Андархские летописцы обладали несомненной способностью о чём угодно повествовать сухо и скучно. Даже столь жгучий сказ о смерти и верности заставил Ознобишу неудержимо зевнуть под конец. Он спустил книгу с колен, тряхнул головой, опасливо взялся за берёсту.
Ознобиша до боли закусил сустав пальца. Как же ясно видел он маленькую царевну… по имени Жаворонок… и железного воина, беспомощного во всей своей силе. Вот он несёт её, прижимая к груди, а у самого по щекам слёзы. Потому что больше не откроются ясные девичьи глаза, не дрогнут ресницы, не улыбнутся уста. Потому что осталось сделать только одно…
Ознобиша ещё долго сидел на полу. В слабеньком пламени жирника горела степь, мчались кони, вспыхивали мечи… Песня жила отдельно от летописи, она уходила от неё, как туман от земли, – ввысь, ввысь, – и взлетала с песней душа… И вот уже не плачущие побратимы добивали отважного Сварда, но сами Боги, вняв молитве героя, обращали его неприступным каменным стражем… Потому что это возвышало, а значит, именно так было правильно и хорошо.
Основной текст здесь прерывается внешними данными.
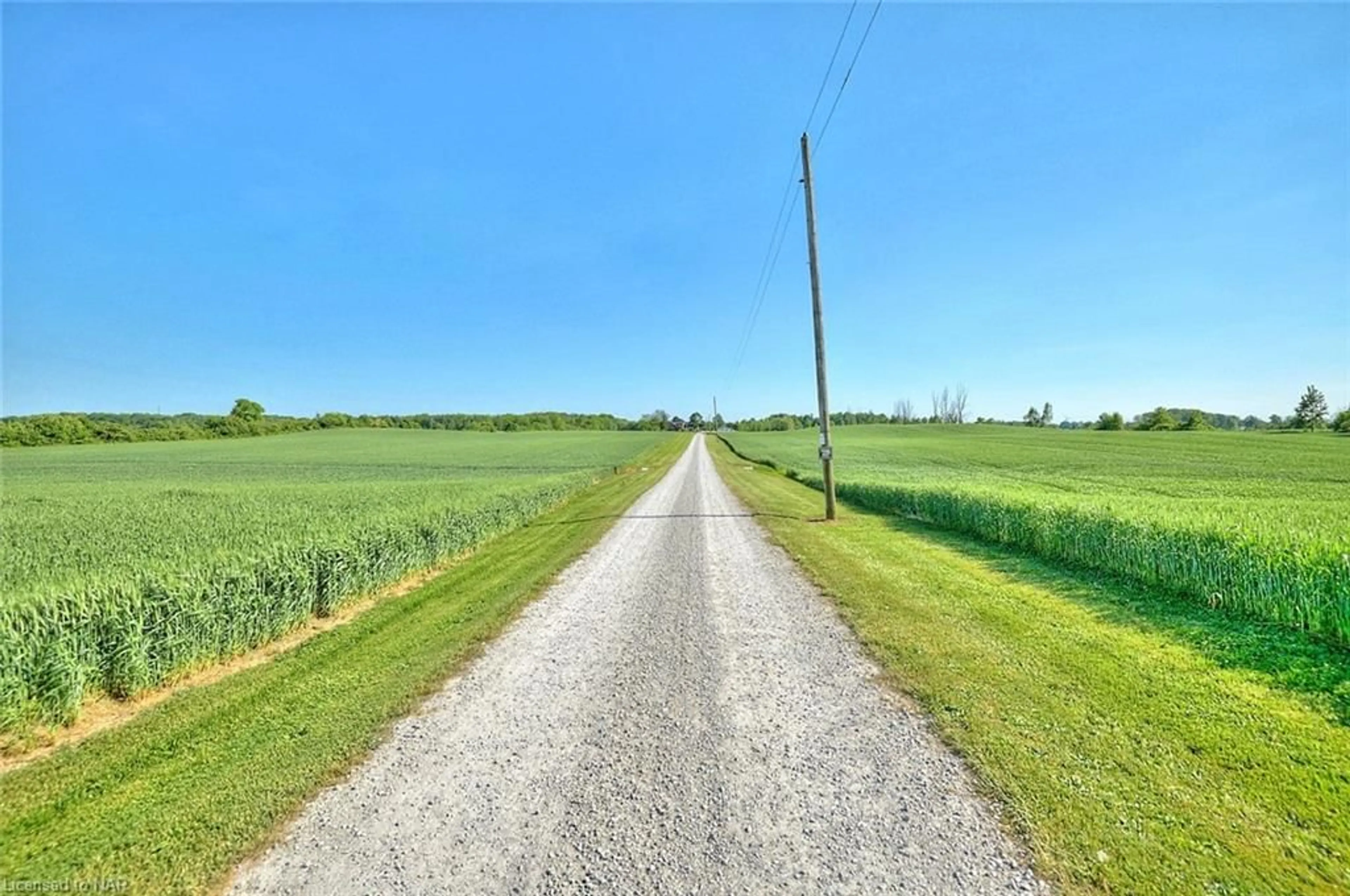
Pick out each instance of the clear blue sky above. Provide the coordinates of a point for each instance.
(504, 208)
И не имело значения, в какой стране храбрецы заслоняли беспомощных, в какой век. И вот уже сквозь огонёк светильника к меньшому Зяблику шагали воины Севера, и стыла кровь на снегу, и кто-то говорил голосом дикомыта: «Отомстить можно по-разному…»
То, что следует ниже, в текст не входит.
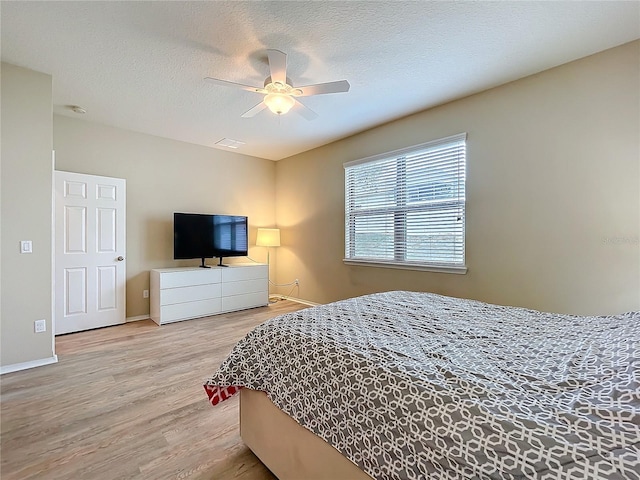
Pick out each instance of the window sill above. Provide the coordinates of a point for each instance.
(407, 266)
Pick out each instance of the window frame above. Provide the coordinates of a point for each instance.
(400, 209)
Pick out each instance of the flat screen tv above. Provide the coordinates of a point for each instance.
(197, 235)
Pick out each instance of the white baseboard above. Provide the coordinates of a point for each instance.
(294, 299)
(16, 367)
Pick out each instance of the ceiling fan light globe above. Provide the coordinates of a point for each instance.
(278, 103)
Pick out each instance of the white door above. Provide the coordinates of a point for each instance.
(90, 252)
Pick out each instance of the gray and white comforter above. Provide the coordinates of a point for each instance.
(415, 385)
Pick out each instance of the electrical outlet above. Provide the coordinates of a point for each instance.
(26, 246)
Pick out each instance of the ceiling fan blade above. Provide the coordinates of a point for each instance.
(278, 66)
(330, 87)
(304, 111)
(226, 83)
(253, 111)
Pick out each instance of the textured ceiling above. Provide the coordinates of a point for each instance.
(141, 65)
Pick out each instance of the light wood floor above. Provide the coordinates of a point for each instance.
(127, 402)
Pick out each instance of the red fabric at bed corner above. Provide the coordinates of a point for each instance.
(218, 394)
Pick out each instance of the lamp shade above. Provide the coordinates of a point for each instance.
(268, 237)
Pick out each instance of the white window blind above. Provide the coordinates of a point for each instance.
(407, 207)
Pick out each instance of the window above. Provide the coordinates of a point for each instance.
(406, 208)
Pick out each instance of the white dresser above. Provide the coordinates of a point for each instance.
(192, 292)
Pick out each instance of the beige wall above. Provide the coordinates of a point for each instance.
(26, 204)
(553, 214)
(166, 176)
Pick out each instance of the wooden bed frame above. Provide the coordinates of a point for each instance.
(288, 449)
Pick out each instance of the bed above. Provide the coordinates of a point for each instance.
(410, 385)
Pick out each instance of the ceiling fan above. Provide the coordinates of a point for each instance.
(279, 93)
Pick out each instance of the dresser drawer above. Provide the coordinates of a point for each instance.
(244, 286)
(182, 311)
(170, 296)
(248, 300)
(190, 277)
(234, 274)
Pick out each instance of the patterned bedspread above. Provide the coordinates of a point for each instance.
(417, 385)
Взгляд Ознобиши скользил по заставленным полкам. Когда взгляд вновь стал осмысленным, мальчик задумался, сколько ещё здешних книг таило в себе подобные тайны и чудеса.
Рано утром, отбыв наказание, Сквара вернулся в жилую хоромину. Там было по-домашнему тепло и уютно. Мальчишки ещё спали. Вчера они складывали костёр. Относили на Великий Погреб окутанного чистыми пеленами Дрозда…
Что-то побудило Сквару сразу сунуть руку под тюфячок. Он тотчас понял, что безмолвный упрёк погибшего рынды коснулся его мыслей не зря. Пальцы ткнулись в обломки раздавленных тростниковых цевок. Сквара даже руку отдёрнул. Сглотнул, сунул снова… вытащил горсть мусора, бывшего когда-то кугиклами, сделанными ещё дома.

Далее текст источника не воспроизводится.